Chapter 3 The Shaping of the Nation
1.What was feudalism like in England under the rule of William the Conqueror？
Under the rule of William the Conqueror，the feudal system in England was completely established. According to this system， the king owned all the land personally.William gave his barons large estates in returnfor military services and a proportion of the land‘s produce.These estates were scattered all over the king. Then， the barons parceled out land to the lesser nobles，knights and freemen，also in return for goods and services.At the bottom of the feudal scale were the serfs. One peculiar feature of the feudal system of England was that all landowners must take the oath of allegiance not only to their immediate lord，but also to the king.
2.How did King Henry II consolidate the monarchy？
Henry II took some measure to consolidate the monarchy.
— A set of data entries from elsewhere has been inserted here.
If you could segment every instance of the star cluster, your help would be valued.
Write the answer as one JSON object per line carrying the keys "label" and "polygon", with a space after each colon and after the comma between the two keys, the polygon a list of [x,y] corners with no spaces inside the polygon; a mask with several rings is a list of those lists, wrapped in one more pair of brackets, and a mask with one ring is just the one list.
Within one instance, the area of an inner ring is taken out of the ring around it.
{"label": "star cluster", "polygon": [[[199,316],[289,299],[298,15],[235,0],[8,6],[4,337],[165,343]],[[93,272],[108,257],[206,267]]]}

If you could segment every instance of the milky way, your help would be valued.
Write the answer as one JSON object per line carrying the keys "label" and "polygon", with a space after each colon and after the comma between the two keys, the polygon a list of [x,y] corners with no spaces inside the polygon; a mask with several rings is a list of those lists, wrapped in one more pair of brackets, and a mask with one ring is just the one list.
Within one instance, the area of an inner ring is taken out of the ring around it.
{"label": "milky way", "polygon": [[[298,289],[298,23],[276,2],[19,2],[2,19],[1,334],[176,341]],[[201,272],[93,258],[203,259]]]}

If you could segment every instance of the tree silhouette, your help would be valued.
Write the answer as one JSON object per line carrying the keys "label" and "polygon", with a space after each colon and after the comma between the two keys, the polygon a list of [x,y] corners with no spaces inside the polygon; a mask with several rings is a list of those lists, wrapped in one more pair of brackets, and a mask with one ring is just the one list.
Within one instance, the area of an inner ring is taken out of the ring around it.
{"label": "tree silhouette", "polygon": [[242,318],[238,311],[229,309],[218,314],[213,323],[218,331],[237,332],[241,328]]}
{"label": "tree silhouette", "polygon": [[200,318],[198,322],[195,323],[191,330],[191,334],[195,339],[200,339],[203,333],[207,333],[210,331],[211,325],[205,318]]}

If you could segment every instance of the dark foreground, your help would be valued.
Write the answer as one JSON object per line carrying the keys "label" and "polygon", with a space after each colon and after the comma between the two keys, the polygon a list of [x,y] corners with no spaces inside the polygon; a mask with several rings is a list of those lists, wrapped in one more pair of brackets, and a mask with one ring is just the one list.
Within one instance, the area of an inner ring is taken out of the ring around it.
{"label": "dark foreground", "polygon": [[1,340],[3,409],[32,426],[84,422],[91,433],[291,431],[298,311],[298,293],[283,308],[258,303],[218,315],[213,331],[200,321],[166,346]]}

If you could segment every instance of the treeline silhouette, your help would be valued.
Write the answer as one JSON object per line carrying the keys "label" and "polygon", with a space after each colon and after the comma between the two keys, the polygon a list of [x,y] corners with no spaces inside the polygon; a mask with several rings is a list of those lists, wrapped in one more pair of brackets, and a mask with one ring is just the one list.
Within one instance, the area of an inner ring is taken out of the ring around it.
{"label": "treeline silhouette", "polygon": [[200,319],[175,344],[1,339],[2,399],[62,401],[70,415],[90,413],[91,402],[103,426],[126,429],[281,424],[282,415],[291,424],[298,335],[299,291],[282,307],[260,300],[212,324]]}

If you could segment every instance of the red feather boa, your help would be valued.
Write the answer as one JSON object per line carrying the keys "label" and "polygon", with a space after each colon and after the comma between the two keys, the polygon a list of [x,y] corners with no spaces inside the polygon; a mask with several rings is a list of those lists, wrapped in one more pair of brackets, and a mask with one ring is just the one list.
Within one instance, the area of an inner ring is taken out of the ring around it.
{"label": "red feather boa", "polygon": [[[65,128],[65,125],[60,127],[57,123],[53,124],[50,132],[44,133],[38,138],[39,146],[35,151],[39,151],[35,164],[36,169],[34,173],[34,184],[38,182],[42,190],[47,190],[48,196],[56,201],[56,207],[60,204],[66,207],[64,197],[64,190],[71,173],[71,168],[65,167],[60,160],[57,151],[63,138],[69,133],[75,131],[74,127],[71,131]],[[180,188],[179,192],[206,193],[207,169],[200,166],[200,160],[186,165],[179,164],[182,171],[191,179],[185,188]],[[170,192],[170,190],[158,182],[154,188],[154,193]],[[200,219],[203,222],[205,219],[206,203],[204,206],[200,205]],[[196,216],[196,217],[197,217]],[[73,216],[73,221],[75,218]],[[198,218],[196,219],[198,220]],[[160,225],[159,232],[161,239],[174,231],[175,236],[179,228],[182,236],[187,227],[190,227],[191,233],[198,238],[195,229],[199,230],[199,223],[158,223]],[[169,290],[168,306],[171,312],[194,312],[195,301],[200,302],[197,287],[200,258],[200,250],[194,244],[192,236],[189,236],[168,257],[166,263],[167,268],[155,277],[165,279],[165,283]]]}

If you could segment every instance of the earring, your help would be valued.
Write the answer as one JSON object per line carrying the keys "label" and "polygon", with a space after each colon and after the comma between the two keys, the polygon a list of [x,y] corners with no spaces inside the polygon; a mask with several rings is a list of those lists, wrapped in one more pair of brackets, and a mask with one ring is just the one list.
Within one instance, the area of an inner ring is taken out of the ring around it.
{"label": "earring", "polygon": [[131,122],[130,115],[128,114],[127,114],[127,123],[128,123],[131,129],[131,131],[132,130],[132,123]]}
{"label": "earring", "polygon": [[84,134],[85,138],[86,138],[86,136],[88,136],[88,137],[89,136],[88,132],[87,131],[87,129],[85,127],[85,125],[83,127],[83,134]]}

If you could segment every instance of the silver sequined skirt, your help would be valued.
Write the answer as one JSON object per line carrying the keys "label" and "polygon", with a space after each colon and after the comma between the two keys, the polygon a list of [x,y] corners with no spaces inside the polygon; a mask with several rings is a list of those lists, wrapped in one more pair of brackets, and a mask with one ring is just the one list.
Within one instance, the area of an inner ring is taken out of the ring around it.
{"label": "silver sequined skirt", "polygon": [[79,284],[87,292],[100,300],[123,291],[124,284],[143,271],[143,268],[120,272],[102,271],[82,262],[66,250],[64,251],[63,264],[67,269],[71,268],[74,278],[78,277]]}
He forced the Flemish mercenaries to have England； recalled grants of Royal lands made By Stephen；demolished scores of castles built in Stephen‘s time；strengthened and widened the powers of his sheriffs and relied for armed support upon a militia composed of English freemen.
3.How did king Henry II reform the courts and the law？ Henry II was the first king of the House of Plantagenet.he greatly strengthened the king‘s Court and extended its judicial work.In Henry II’s reign a common law，which over-rode local law and private law.In Henry‘s day the jury system was at last replacing old English ordeals by fire and water and old Norman trials by battle.
4.What was the quarrel between king Henry II and Thomas Becket？ The Great Council of Henry II drew up the Constitutions of Clarendon in 1164 to increase the jurisdiction of the civil courts at the expense of the church courts.Becket reluctantly signed the Constitutions.but shortly afterwards rejected them.Henry II was so angry that he drove Becket into exile.
5.What was the contents and the significance of the Great charter？ Contents：no tax should be made without the approval of the Grand Council；no freeman should be arrested，imprisoned，or deprived of his property except by the law of the land；the Church should possess all its rights，together with freedom of elections；London and other towns should retain their ancient rights and privileges，and there should be the same weights and measures throughout the country.
It was a statement of the feudal and legal relationship between the Crown and the barons，a guarantee of the freedom of the Church and a limitation of the power of the king.
6.Why and how did the English Parliament come into being？ Henry III‘s many measure was brought matters between he and barons to a head.and the barons force the king to swear and accept the Provisions of Oxford.
Simon de Montfort summoned in 1265 the Great Council to meet at Westminster， together with two knights from each country and two burgesses from each town，a metting which has been seen as that the earliest parliament.
7.What were the causes of the Hundred Years‘ War？ The causes were partly territorial and partly economic.
8.What harm did the Black Death do to the English society？ The Black Death swept through England in 1348-1349 without warning and any cure.It reduced England‘s population from four million to two million and the economic consequences were far reaching.
Much land was left untended and there was a terrible shortage of labour. The surviving peasants were in favourable position to demand higher wages and changed their serfdom into paid labourers. So the government issued statutes of Labourers to protect the interests of landowners. These repressive measures and a series of poll taxes caused much hatred and resulted in the Peasant Uprising in 1381.
9.what do you know about Wat Tyler‘s Uprising？ The uprising broke out in Kent and Essex in 1381 and was led by Wat Tyler and Jack Straw. Tyler led the mared villagers to occupy London. The king was forced to accept their demands. Most of the rebels dispersed and went home， while Tyler and other leader stayed on for more rights. Tyler was killed at a meeting with the king，who suppressed the Uprising brutally.
Although the Uprising failed，it had great importance in English history. It directed against the rich clergy， the lawyers and the landowners. It effectively blew the serfdom，and a new class of yeomen farmers emerged，paving the way for the development of capitalism.
10.Who were the Lollards？what role did they play in the Peasant Uprising of 1381？
The Lollards were poor priests and travelling preachers who were John Wyclif‘s followers in the 14th century. They went about preaching the equality of men before god. The most famous one was John Ball. Their ideas provided mental preparation for the Peasant Uprising of 1381.